Je traverse la pelouse devant le lycée afin de rejoindre la cafétéria. Le temps est pluvieux, mais cela ne m'empêche pas d'apercevoir une silhouette qui a le don de me statufier sur place. Tout à coup, toute une pile d'images se juxtapose devant mes yeux horrifiés. Tout ce pour quoi je suis venue ici me revient en pleine face à cette seule vue.
Me sentant suffoquer, mes jambes deviennent flageolantes et je commence à me sentir vaseuse tandis que ma tête ne cesse de tourner. L'ombre noire se rapproche aussitôt de moi, mais une main se pose à cet instant sur mon épaule. En retenant un cri, je me tourne et tombe sur ce gars, beau à en tomber.
Je l'observe, fascinée, avant de me souvenir de l'homme derrière moi. Je le repère tout de suite, telle la présence subsistante à laquelle j’étais persuadée de ne plus avoir besoin.

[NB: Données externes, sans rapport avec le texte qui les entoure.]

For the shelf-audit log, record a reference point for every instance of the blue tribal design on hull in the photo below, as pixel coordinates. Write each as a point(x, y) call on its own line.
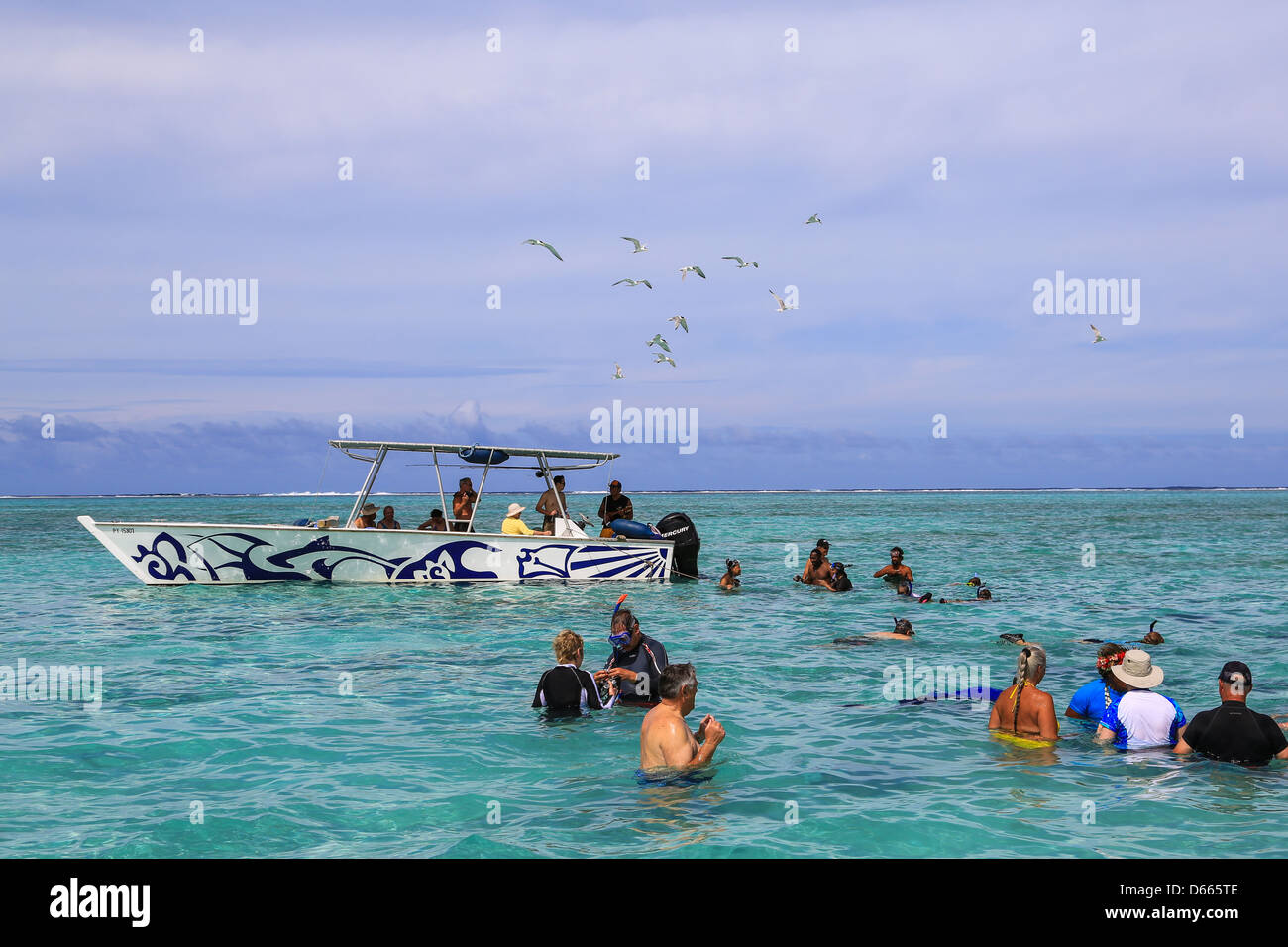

— Ce mec te pose problème ? M'interroge ce garçon, beau comme pas permis, découvrant pour la première fois le timbre profond de sa voix.
— Non, réponds-je simplement en reprenant mes esprits face à ce mec capable, semble-t-il, d'embrouiller mes pensées les plus rationnelles.

En réalisant notre proximité, je m'écarte brusquement de lui en me sentant beaucoup trop exposée, et sans doute, mise à nue face à la panique qui venait de me submerger.

— Désolé, je ne voulais pas te mettre mal à l'aise, s'excuse-t-il face à mon comportement plus qu'étrange.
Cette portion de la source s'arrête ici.